Detecting Spam Reviews on Vietnamese E-commerce Websites

Co Van Dinh,Son T. Luu,Anh Gia-Tuan Nguyen
DOI: https://doi.org/10.1007/978-3-031-21743-2_48
2022-12-09
Abstract:The reviews of customers play an essential role in online shopping. People often refer to reviews or comments of previous customers to decide whether to buy a new product. Catching up with this behavior, some people create untruths and illegitimate reviews to hoax customers about the fake quality of products. These are called spam reviews, confusing consumers on online shopping platforms and negatively affecting online shopping behaviors. We propose the dataset called ViSpamReviews, which has a strict annotation procedure for detecting spam reviews on e-commerce platforms. Our dataset consists of two tasks: the binary classification task for detecting whether a review is spam or not and the multi-class classification task for identifying the type of spam. The PhoBERT obtained the highest results on both tasks, 86.89% and 72.17%, respectively, by macro average F1 score.
Computation and Language,Artificial Intelligence
What problem does this paper attempt to address?

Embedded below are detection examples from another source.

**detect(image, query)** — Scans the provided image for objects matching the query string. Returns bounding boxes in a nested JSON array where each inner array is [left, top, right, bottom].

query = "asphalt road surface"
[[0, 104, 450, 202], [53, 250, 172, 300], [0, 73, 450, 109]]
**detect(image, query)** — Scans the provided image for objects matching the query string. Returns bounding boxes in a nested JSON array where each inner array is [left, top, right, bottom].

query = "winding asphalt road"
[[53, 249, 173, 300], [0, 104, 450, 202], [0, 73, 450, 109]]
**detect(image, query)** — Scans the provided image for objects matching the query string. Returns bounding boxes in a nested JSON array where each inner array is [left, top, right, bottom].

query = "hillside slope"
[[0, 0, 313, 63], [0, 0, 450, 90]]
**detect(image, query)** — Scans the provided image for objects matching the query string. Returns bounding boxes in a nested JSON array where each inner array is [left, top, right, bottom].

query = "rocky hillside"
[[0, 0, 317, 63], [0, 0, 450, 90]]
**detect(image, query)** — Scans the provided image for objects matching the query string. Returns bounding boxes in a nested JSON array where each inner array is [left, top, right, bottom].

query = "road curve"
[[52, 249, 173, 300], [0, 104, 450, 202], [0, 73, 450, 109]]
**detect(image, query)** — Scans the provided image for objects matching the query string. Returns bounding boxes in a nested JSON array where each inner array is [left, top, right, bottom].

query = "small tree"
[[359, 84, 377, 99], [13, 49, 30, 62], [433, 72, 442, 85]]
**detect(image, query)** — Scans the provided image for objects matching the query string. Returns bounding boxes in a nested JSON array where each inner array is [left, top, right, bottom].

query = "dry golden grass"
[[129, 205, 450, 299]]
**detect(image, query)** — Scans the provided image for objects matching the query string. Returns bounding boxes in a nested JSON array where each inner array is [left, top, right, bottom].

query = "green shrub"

The paper attempts to address the problem of detecting spam reviews on Vietnamese e-commerce websites. Specifically, the authors constructed a dataset named ViSpamReviews, which contains over 19,000 user reviews manually annotated to identify spam reviews and their types through a rigorous annotation process. The paper proposes two tasks: the first task is a binary classification task to determine whether a review is spam or not; the second task is a multi-class classification task to identify the specific type of spam review. The authors also applied various classification models, including deep neural network-based models (such as Text-CNN, LSTM, GRU) and Transformer-based models (such as PhoBERT and BERT4News), and evaluated their performance on the dataset. Through experimental results, the PhoBERT model achieved the best performance on both tasks, with macro-average F1 scores of 86.89% and 72.17%, respectively. Additionally, the authors analyzed the mispredictions and found that the main challenge lies in distinguishing between normal and spam reviews, especially when the review content is short or only involves the brand rather than the product itself. Finally, the authors proposed future research directions, including expanding the dataset to detect spam paragraphs within reviews and identifying user opinions on specific product features and related services.